In sum, we cannot say that the Board went so far afield “that no
reasonable factfinder could reach a contrary conclusion.” 26 So, because the
Board did not abuse its discretion in finding no persecution, Cruz’s asylum
claim fails. 27
* * *
For these reasons, we DENY Cruz’s petition for review.
25 8 CFR 1208.13(b)(3)(i); Eduard, 379 F.3d at 194 (“Because there was no showing of
past persecution, Petitioners had the burden to establish that their relocation was
unreasonable.”).
26 Zhao, 404 F.3d at 306 (citing Elias-Zacarias, 502 U.S. at 481 n.1).
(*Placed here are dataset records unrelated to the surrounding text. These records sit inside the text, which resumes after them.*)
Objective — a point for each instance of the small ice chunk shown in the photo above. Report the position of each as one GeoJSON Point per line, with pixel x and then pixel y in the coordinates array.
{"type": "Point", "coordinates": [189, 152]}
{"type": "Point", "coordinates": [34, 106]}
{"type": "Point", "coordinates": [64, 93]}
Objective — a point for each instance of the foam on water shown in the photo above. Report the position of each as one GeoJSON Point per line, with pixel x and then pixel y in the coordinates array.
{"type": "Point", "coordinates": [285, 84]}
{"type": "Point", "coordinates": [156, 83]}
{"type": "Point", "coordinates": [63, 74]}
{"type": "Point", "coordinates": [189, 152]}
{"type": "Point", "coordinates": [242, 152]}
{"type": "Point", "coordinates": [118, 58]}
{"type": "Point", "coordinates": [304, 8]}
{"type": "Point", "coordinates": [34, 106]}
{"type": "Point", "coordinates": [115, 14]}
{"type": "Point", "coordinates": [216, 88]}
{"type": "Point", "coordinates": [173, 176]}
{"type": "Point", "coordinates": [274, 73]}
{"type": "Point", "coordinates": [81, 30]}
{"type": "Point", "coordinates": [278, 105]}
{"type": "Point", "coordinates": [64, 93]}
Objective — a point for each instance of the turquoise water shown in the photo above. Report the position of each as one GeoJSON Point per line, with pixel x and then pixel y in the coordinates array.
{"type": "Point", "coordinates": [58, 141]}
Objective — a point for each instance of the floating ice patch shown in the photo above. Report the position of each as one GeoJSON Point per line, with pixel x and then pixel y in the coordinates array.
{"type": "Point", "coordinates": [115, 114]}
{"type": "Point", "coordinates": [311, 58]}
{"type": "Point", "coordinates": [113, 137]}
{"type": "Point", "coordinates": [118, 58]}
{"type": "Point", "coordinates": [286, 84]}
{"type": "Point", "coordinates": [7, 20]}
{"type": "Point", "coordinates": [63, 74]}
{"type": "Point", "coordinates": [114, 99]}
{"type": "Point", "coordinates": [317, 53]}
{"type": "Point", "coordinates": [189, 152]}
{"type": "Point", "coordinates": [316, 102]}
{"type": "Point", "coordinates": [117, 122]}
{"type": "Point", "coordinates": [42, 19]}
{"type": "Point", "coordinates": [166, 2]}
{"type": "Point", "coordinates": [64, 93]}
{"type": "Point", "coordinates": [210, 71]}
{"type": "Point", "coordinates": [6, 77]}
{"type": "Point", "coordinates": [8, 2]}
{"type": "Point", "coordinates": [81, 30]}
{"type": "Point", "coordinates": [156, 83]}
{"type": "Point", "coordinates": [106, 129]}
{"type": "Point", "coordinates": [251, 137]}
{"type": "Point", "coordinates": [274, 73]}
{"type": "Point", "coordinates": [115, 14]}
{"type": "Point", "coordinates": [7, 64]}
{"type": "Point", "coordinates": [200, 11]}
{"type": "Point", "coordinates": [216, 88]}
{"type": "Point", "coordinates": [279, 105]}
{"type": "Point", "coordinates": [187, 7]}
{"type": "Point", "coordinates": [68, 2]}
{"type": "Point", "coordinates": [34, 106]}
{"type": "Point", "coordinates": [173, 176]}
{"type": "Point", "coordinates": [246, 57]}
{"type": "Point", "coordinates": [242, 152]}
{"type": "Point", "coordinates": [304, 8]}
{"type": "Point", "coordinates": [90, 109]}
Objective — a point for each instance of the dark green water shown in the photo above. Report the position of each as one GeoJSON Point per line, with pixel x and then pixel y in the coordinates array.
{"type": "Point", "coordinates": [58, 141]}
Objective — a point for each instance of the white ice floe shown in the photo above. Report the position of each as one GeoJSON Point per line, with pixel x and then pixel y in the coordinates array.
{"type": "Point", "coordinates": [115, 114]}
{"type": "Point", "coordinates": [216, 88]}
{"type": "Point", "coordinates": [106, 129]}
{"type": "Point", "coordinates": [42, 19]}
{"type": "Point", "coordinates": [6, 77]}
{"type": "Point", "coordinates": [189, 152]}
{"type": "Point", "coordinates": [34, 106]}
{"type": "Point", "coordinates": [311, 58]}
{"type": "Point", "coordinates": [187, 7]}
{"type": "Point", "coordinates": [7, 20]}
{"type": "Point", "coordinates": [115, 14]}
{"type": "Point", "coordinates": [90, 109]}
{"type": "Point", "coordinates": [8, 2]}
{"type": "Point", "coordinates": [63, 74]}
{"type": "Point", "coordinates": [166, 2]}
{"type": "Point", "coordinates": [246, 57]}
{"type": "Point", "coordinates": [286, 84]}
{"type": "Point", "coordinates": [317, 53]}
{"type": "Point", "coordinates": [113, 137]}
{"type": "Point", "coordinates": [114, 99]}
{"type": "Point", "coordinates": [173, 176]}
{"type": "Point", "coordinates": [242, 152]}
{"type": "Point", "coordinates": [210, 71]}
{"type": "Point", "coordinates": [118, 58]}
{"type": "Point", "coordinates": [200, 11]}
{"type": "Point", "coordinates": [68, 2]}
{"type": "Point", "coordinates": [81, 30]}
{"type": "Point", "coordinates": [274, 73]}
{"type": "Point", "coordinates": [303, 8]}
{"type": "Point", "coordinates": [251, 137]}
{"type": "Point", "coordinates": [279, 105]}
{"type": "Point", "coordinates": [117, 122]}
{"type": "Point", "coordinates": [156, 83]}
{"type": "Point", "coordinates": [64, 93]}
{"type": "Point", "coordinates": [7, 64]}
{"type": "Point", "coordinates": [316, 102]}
27 While we conclude that substantial evidence supports the BIA’s no-persecution
determination, we also note, but need not resolve, another issue: whether Cruz’s status as a
former police officer falls within “particular social group.” 8 U.S.C. § 1101(a)(42). The Board,
in its Matter of Fuentes decision, distinguished between current and former police officers,
recognizing that “status as a former member of the national police . . . is in fact an immutable
characteristic” that could count as a particular social group under the statute. 19 I. & N. 658,
661–62 (1988) (emphasis added). It also explained that current police officers could count too,
if the persecution they face doesn’t fall within the type and degree of harm police officers
typically expect to encounter as part of the job. Our circuit has not squarely addressed this
current-versus-former-officer distinction. See Tamara-Gomez, 447 F.3d at 349 (failing to
address the distinction); see also Gharti-Magar v. Holder, 551 F. App’x 197, 198–99 (5th Cir.
2014) (per curiam) (denying asylum to a Nepalese police officer and not discussing the
distinction between current and former officers). The parties in today’s case did not provide
detailed briefing on this issue, nor was it discussed by the BIA. As our decision pivots on
“substantial evidence,” we need not reach the current-versus-former-officer issue.